Acrylic pressure-sensitive adhesives have excellent tackiness, cohesive force, aging resistance, etc., and have been wisely used. In particular, the demand has recently increased for pressure-sensitive adhesives having high heat resistance as a fixing tape for adhering parts or as masking tape in a soldering step when assembling electronic parts, etc.
An acrylic pressure-sensitive adhesive is generally prepared by copolymerizing an acrylic acid alkyl ester having from 2 to 14 carbon atoms in the alkyl moiety as the main component. If necessary, a small amount of a polar monomer such as acrylic acid, etc., together with monomer component(s) giving a high glass transition temperature, such as styrene, vinyl acetate, etc., for well-balancing the releasing characteristics, tack, etc. Also, for improving the heat resistance and the cohesive force, the adhesive can be crosslinked.
During the production of such an acrylic pressure-sensitive adhesive, usually, after solution polymerizing a monomer in an organic solvent, the polymer formed is compounded with a tackifying resin, a crosslinking agent, etc., to provide an adhesive composition, and after coating the composition on a backing, a large amount of organic solvent is removed by heating to provide a sheet-form or tape-form adhesive sheet.
However, in this generally used method, because of the occurrence of chain transfer into the organic solvent during polymerization, the average molecular weight of the polymer formed is at most about 1,000,000. If the polymer is not crosslinked, the adhesive obtained has an insufficient holding property and even if the polymer is crosslinked, the cohesive force is lowered and holding property is greatly lowered at high temperatures of 100.degree. C. or more. Accordingly, when the adhesive is used in a fixing tape or a masking tape during a soldering step, the problem of slipping and oozing of the adhesive can occur. Also, the low boiling organic solvent used in the production of the adhesive remains, but the remaining solvent is vaporized and expanded at a high temperature to cause the problems of the occurrences of foaming, swelling, slipping, etc., at the adhered surface and also corrosion of electronic parts with the vaporized gas.
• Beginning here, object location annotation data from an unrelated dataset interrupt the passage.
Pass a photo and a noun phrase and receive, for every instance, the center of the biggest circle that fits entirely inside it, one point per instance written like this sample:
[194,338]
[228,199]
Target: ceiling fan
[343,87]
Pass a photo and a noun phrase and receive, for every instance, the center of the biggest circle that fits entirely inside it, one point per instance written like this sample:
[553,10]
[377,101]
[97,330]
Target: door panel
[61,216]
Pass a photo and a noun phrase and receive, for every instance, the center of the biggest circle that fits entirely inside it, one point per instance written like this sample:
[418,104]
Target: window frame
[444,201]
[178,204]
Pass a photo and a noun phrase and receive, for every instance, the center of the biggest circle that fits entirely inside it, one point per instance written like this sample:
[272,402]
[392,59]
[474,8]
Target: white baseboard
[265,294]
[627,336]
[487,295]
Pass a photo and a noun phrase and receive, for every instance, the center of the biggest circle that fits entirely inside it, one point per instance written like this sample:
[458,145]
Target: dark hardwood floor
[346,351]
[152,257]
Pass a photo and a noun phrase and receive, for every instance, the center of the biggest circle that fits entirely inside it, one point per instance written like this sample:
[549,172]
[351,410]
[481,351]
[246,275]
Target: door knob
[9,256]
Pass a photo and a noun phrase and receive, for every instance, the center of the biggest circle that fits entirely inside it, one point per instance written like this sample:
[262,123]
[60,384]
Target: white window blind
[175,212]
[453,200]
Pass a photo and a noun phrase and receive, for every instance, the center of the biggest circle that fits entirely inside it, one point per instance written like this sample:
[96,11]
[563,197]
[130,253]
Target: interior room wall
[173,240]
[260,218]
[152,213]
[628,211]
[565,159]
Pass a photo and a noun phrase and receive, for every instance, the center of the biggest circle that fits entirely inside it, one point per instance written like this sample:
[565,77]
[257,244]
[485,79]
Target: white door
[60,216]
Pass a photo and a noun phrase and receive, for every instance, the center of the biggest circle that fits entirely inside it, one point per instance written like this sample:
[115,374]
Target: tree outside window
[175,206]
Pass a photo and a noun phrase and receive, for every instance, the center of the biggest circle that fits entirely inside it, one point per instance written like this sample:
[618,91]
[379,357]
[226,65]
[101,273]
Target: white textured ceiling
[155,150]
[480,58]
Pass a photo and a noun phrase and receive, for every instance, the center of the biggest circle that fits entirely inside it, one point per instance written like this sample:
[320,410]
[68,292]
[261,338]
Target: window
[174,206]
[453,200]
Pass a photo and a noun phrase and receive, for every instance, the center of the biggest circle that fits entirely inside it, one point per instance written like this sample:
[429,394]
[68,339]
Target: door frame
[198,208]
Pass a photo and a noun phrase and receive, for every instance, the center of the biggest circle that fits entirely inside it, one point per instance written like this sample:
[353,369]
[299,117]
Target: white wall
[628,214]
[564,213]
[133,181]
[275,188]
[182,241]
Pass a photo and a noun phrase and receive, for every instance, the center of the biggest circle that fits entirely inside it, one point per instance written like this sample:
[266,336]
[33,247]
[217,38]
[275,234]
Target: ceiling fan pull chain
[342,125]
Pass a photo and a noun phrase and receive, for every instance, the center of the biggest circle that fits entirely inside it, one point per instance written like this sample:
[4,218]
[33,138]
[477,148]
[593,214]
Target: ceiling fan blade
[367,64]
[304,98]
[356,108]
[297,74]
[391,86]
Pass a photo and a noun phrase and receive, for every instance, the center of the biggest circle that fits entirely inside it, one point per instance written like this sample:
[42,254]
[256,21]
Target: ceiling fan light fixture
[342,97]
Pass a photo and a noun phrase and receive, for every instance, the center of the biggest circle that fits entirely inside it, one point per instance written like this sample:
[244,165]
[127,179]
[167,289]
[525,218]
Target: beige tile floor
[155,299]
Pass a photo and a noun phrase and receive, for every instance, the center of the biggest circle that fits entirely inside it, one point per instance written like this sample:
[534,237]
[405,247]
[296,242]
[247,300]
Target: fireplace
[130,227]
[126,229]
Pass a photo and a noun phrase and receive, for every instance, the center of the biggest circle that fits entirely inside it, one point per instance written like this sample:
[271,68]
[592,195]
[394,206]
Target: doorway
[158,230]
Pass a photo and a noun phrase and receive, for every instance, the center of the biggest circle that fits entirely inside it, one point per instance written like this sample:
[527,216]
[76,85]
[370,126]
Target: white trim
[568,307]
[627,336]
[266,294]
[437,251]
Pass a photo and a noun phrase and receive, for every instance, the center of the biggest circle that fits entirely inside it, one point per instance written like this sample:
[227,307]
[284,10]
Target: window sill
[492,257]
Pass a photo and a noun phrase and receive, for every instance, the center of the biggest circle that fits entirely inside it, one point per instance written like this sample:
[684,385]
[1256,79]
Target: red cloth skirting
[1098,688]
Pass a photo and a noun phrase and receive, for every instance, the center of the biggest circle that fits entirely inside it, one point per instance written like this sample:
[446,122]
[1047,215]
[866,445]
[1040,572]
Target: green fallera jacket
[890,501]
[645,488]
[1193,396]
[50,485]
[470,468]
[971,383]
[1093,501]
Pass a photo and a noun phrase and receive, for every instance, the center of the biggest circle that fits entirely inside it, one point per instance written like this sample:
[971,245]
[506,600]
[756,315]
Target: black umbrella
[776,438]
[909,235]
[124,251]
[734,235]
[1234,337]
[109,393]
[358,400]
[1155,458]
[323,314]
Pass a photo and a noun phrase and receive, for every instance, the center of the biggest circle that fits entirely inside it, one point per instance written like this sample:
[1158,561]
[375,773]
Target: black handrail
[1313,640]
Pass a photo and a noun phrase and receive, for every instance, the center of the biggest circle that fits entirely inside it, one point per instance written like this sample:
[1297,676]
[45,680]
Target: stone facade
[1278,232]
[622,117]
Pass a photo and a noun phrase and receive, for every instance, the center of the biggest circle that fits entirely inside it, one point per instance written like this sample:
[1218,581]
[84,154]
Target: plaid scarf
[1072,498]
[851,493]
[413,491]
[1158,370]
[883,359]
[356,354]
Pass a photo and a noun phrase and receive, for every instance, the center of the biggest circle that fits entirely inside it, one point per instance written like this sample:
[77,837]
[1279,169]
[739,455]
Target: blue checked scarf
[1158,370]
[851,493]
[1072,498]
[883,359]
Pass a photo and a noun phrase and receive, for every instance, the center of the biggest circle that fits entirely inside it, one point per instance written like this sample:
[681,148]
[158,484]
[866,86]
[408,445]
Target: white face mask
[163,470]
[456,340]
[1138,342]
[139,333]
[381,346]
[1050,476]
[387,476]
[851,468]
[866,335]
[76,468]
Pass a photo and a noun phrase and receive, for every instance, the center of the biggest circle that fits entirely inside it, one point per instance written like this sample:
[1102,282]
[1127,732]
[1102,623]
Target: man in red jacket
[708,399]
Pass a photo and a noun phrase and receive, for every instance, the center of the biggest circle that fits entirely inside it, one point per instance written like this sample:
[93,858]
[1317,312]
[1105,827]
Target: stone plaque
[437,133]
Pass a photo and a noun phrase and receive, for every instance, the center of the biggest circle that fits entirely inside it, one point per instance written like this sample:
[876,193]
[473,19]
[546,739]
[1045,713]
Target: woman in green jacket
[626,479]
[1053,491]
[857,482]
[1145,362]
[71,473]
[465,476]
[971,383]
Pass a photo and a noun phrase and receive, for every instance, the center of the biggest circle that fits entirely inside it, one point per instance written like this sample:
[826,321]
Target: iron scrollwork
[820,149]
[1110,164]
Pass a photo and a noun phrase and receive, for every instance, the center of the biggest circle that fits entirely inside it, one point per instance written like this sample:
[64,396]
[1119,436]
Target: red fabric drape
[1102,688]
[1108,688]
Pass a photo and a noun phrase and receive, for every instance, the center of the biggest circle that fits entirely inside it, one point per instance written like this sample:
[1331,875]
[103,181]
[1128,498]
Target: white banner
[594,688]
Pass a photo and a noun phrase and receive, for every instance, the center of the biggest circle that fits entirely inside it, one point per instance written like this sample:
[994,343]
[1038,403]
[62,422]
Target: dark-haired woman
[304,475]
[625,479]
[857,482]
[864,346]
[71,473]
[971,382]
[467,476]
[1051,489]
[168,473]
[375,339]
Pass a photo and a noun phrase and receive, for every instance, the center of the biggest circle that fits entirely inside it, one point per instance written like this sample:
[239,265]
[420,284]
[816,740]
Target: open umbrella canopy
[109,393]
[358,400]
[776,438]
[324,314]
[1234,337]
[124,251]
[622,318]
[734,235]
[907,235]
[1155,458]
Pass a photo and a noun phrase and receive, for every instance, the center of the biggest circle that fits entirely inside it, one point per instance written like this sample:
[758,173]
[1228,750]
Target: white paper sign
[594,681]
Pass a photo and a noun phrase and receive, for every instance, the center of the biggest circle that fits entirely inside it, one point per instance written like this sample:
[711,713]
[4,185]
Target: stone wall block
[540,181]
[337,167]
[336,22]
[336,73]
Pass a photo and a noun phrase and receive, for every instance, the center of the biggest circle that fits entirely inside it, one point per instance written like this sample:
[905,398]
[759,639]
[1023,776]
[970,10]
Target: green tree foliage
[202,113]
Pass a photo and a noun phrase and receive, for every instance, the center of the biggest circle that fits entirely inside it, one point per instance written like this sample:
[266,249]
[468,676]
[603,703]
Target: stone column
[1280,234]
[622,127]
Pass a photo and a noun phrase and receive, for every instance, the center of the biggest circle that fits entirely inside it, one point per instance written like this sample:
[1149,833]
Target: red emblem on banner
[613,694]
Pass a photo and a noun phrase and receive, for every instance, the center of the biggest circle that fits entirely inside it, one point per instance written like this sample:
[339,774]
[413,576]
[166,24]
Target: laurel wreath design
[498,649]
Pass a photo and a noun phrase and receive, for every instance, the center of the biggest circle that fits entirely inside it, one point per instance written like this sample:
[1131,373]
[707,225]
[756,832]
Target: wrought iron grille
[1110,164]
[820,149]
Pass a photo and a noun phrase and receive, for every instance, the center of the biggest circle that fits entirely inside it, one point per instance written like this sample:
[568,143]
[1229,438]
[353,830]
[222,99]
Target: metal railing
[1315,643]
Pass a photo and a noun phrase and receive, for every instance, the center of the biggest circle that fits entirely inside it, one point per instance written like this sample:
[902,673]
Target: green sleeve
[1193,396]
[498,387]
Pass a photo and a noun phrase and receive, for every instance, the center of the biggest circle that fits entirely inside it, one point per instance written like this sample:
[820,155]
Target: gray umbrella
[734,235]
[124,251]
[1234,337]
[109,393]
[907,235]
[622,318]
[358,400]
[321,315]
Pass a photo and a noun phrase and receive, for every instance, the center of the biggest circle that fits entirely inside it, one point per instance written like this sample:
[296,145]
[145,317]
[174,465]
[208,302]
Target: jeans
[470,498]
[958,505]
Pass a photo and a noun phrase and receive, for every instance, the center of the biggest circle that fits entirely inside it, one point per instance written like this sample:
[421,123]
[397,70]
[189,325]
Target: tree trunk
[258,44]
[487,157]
On the other hand, recently, from the viewpoint of safety and environmental sanitation caused by the use of organic solvents, photopolymerization type adhesives have been proposed in acrylic pressure-sensitive adhesives. For example, U.S. Pat. No. 4,181,752 discloses a method of obtaining a pressure-sensitive adhesive without using an organic solvent by photo-polymerizing an acrylic acid alkyl ester and a monoethylenically unsaturated monomer on a backing. Also, it is known that a transfer type pressure-sensitive adhesive, which is the same type of adhesive described above, is first formed on a release liner and then transferred onto a backing.
By using the above photopolymerization type adhesives, the above-described various problems caused by the use of organic solvents are wholly overcome and also it is expected that by irradiating the monomer components with light having a relatively weak intensity, the molecular weight of the polymer can be increased and a pressure-sensitive adhesive having a high degree of crosslinking and a large cohesive force is obtained.
However, in the conventional photopolymerization type pressure-sensitive adhesives, since the photopolymerization is carried out in a completely bulk state, the polymerization rate is not 100% by no means and few percent by weight of the unreacted monomers remain. The unreacted monomers thus remaining not only cause a bad smell but also act as a plasticizer of the adhesive that greatly lowers the cohesive force at high temperatures; causes swelling of the adhered surface by the vaporization of the monomers at high temperatures, and causes stains by the gas, all which inhibit the use of the adhesive for heat resistance uses.
For reducing the amount of unreacted monomers, it has been considered to improve the polymerization rate by using a large amount of a photopolymerization initiator, but in such a case, the molecular weight of the polymer formed is lowered with the increase of the initiation radical concentration. As a result, the cohesive force of the adhesive at a high temperature is lowered and a high heat resistance, which is desired in a soldering step, etc., has not yet been attained.
Furthermore, JP-A-2-60981 (the term "JP-A" as used herein means an "unexamined published Japanese patent application") proposes that in a method of producing a pressure-sensitive adhesive tape by a photopolymerization, the photopolymerization is carried out in two separate stages to reduce the amount of residual monomers by improving the photopolymerization rate and improving the productivity.
However, in the above method, to consume the residual monomers in the 2nd stage, it is necessary to irradiate the polymer formed in the 1st stage with light having a higher intensity than light used in the 1st stage, the formation of low molecular weight materials is inevitable in the 2nd stage. Hence although the additive obtained has a heat resistance of about 100.degree. C., in a soldering heat-resistance use at a higher temperature, there are difficulties in forming prints and stains on the adhesive surface of the pressure-sensitive adhesive tape because of the bleeding of the low molecular weight materials peeling, slipping, falling, etc.